Healing your new tattoo

Tattooers get asked a lot of questions about aftercare. This is the point of the tattoo process customers are often most unsure of—there’s quite a bit of misinformation out there, and everyone wants to know exactly what needs to be done to insure a perfectly healed piece. The best advice is to stop listening to your friends, follow the aftercare instructions your tattoo artist gives you, and don’t overthink it. Here’s what one of tattooing’s giants, Sailor Jerry, had to say about healing a new tattoo:

1. After first hour, bandage may be removed and tattooed area washed down thoroughly with soap
and water. Do not rebandage tattoo.
2. Keep tattoo clean and dry. Do not use greasy ointments on tattoos at any time, but wet them down frequently with bactine, listerine, or similar antiseptic solution.
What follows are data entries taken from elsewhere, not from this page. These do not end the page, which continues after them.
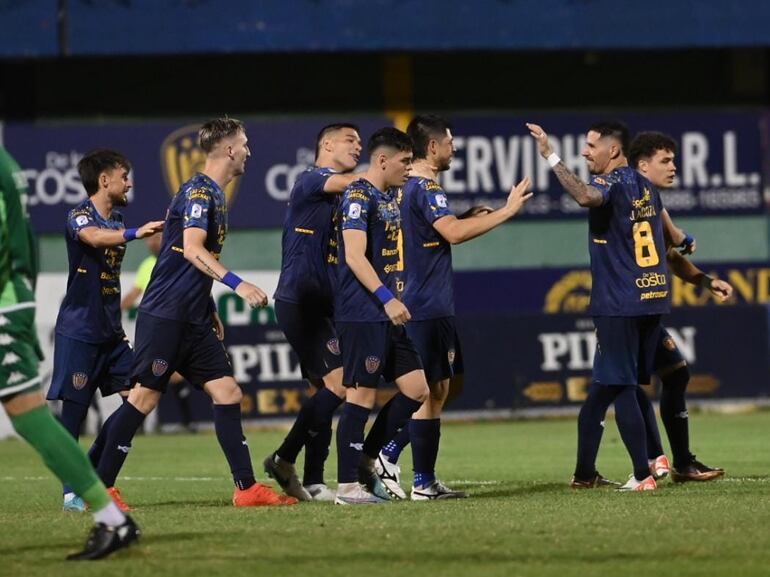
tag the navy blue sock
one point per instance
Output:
(298, 435)
(377, 436)
(72, 417)
(591, 429)
(673, 413)
(319, 436)
(400, 412)
(654, 444)
(350, 441)
(95, 452)
(425, 435)
(392, 450)
(127, 421)
(229, 429)
(631, 427)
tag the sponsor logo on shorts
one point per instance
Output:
(372, 364)
(79, 380)
(159, 366)
(334, 346)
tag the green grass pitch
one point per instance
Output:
(521, 520)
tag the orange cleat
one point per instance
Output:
(115, 494)
(259, 495)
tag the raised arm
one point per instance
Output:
(584, 194)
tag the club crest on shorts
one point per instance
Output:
(334, 346)
(159, 366)
(372, 364)
(669, 344)
(79, 380)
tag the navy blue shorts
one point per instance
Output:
(439, 347)
(625, 349)
(80, 368)
(165, 346)
(374, 350)
(668, 357)
(310, 332)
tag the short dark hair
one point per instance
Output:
(95, 163)
(423, 129)
(217, 129)
(614, 129)
(390, 137)
(646, 144)
(331, 128)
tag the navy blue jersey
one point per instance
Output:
(177, 289)
(90, 311)
(428, 286)
(375, 212)
(628, 251)
(309, 245)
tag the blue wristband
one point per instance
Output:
(384, 294)
(232, 280)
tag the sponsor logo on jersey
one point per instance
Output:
(159, 366)
(372, 364)
(334, 346)
(181, 157)
(79, 380)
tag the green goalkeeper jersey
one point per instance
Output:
(18, 249)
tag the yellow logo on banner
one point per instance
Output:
(181, 157)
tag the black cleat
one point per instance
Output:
(696, 471)
(104, 540)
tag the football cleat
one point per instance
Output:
(696, 471)
(286, 476)
(320, 492)
(356, 494)
(259, 495)
(646, 484)
(104, 540)
(74, 504)
(597, 481)
(369, 479)
(436, 490)
(659, 467)
(390, 475)
(116, 496)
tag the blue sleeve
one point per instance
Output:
(604, 186)
(356, 204)
(197, 202)
(78, 219)
(433, 203)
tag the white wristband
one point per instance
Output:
(553, 159)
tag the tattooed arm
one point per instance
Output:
(584, 194)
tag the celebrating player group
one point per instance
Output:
(364, 297)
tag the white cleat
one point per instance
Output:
(320, 492)
(659, 467)
(356, 494)
(435, 491)
(390, 475)
(646, 484)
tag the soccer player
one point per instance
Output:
(304, 306)
(91, 350)
(369, 317)
(652, 154)
(627, 247)
(20, 392)
(429, 230)
(178, 328)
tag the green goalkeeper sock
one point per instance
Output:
(62, 455)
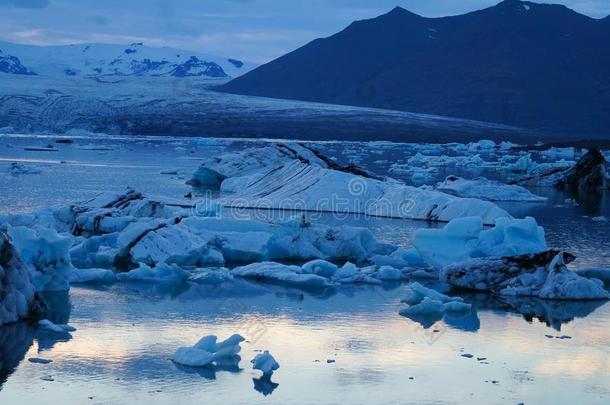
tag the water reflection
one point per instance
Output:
(58, 312)
(553, 313)
(264, 385)
(15, 341)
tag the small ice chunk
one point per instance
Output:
(265, 363)
(320, 268)
(388, 273)
(162, 273)
(92, 276)
(192, 357)
(207, 350)
(39, 360)
(47, 325)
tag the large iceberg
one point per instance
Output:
(305, 180)
(542, 275)
(18, 297)
(46, 255)
(466, 238)
(318, 273)
(158, 239)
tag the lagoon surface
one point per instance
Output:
(349, 342)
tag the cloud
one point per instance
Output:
(24, 3)
(99, 19)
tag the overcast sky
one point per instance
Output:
(254, 30)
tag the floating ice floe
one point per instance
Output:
(265, 363)
(484, 144)
(542, 275)
(46, 254)
(466, 238)
(297, 178)
(16, 169)
(318, 273)
(485, 189)
(18, 297)
(422, 301)
(48, 326)
(208, 351)
(559, 153)
(600, 274)
(92, 276)
(523, 164)
(157, 240)
(162, 272)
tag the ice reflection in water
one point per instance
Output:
(128, 332)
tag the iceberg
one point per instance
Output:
(18, 296)
(485, 189)
(542, 275)
(48, 326)
(45, 254)
(162, 273)
(270, 178)
(318, 273)
(18, 168)
(265, 363)
(208, 351)
(92, 276)
(465, 238)
(426, 306)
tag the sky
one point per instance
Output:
(252, 30)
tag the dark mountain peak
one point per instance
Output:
(520, 7)
(512, 63)
(399, 12)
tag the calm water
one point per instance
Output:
(127, 332)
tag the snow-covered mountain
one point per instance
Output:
(12, 65)
(116, 60)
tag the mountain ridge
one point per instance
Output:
(520, 63)
(136, 59)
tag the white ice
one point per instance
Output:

3. Do not scratch or pick off scabs. To do so will invite serious infection and will form scars.
4. Do not go swimming until all scabs are off, and keep tattoo clean and dry for at least one week.
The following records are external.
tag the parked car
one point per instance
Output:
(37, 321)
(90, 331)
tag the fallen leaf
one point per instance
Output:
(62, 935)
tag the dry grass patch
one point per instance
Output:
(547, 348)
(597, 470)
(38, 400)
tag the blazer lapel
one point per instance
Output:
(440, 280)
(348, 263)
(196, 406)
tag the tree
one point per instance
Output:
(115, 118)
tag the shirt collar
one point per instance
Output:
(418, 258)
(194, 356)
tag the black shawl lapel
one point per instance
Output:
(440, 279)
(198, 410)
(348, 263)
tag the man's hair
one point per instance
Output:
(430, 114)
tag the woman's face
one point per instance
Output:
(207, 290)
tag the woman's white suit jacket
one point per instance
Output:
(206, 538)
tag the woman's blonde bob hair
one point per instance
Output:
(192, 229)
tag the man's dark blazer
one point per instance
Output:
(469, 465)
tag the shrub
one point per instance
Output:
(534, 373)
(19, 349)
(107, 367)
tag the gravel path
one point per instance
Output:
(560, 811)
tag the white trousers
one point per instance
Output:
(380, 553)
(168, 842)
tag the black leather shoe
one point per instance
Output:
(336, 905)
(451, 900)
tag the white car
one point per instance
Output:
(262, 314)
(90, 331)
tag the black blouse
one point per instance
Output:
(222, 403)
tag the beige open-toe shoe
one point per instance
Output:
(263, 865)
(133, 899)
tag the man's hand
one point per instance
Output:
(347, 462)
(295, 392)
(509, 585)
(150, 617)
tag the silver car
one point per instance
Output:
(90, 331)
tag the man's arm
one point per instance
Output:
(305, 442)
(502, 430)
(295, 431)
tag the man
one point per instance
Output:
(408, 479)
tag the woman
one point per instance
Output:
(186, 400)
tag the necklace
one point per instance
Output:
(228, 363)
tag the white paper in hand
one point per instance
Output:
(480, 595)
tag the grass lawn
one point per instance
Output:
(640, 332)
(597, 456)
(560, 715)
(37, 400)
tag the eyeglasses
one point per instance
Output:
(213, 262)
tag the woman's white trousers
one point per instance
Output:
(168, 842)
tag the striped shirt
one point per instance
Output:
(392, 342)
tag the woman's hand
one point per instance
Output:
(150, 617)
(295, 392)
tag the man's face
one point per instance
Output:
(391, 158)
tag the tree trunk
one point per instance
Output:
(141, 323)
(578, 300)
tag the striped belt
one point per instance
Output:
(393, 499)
5. After all scabs are off, a little vaseline rubbed into the skin will soften it, and thereby more rapidly take the new shine off, and allow the tattoo ink to settle to its proper place in the under layer of the skin.
6. Your artist has done his best to build you a good tattoo, but remember it takes both of us to make the final job as perfect as it should be.
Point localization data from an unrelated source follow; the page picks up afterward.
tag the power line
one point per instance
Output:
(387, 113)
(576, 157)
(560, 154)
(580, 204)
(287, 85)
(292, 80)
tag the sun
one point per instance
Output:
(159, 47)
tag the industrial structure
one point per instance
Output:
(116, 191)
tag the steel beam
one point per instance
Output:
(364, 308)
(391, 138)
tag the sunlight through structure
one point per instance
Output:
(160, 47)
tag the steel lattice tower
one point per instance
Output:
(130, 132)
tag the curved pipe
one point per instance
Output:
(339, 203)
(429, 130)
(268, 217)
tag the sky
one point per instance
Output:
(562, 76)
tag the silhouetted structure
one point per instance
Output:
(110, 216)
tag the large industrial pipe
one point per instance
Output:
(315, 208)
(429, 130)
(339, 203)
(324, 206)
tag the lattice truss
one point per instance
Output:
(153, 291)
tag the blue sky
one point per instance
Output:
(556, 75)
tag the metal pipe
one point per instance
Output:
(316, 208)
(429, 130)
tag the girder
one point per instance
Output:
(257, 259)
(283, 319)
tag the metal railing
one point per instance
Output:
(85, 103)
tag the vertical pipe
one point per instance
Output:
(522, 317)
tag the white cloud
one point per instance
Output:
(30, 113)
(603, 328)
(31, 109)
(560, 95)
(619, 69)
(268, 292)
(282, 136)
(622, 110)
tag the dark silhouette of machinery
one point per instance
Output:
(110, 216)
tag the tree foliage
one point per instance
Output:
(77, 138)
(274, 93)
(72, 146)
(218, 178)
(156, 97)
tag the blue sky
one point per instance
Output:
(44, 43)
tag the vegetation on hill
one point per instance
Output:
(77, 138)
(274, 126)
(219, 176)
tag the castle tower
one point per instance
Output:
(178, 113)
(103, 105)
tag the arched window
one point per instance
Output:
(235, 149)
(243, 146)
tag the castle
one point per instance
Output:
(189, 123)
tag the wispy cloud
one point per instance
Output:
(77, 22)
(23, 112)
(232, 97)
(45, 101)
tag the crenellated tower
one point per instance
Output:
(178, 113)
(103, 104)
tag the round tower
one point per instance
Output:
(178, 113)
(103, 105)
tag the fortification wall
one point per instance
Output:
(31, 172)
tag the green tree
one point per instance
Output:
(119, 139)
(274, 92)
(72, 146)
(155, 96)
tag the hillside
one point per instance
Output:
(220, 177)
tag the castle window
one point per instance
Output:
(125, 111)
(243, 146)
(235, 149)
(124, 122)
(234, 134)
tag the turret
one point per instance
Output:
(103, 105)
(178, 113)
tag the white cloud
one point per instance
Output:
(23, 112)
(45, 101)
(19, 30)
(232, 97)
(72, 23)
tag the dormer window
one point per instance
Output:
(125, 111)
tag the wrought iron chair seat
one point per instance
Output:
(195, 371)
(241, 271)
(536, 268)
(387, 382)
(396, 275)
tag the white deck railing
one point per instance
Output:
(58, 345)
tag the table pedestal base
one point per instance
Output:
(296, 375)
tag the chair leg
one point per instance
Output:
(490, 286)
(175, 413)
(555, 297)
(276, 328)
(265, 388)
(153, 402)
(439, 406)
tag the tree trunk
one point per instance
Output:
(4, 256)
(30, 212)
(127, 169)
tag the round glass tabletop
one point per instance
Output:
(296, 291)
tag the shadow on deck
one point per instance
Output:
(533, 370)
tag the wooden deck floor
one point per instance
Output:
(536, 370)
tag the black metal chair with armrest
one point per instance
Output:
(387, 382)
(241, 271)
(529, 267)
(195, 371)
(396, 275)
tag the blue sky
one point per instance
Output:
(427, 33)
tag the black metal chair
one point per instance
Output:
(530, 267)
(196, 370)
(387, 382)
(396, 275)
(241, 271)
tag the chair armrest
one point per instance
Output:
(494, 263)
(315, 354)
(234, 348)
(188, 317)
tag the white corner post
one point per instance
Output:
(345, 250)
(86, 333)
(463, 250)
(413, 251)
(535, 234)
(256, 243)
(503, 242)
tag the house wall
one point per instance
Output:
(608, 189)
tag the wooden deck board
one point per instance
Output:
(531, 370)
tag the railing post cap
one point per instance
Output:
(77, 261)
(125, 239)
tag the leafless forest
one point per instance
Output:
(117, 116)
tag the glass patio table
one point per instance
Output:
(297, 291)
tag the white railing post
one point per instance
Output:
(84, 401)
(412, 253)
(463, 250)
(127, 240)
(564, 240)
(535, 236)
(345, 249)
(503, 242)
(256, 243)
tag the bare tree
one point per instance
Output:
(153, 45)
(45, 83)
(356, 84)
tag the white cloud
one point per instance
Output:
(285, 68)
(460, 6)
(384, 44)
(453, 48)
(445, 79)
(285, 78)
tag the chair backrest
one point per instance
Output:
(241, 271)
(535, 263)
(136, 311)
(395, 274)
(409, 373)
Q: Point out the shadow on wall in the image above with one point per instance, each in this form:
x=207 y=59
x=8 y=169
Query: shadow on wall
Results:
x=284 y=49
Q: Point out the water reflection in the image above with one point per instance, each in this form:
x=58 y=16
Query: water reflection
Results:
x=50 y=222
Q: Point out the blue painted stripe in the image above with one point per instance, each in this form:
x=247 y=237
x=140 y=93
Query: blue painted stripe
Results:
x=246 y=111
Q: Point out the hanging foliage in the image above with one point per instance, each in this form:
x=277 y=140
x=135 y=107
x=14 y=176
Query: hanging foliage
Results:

7. Drop around when you can and have your tattooer check the work as it heals and be sure to sign
the record book in the shop where you got your work done. This places the responsibility on the
tattooer who worked on you and insures you of getting clean work, or else…

Every artist has tweaked a step to the healing process. Some tattooers recommend solutions like Aquaphor or A&D ointment and others stick to the dry-heal method. Every customer is different. Newbies often need step-by-step instructions, while seasoned collectors know what has worked for them in the past. It depends on the customer’s skin, how their skin reacts to ink, and even the regional climate. The most important thing to remember is cleanliness—every tattoo artist I’ve asked about this repeats, “keep it clean, keep it clean, keep it clean!” Listen to your artist—they want your new piece to heal as nicely as you do, and stop by when you’re in the area so we can check out the healed work!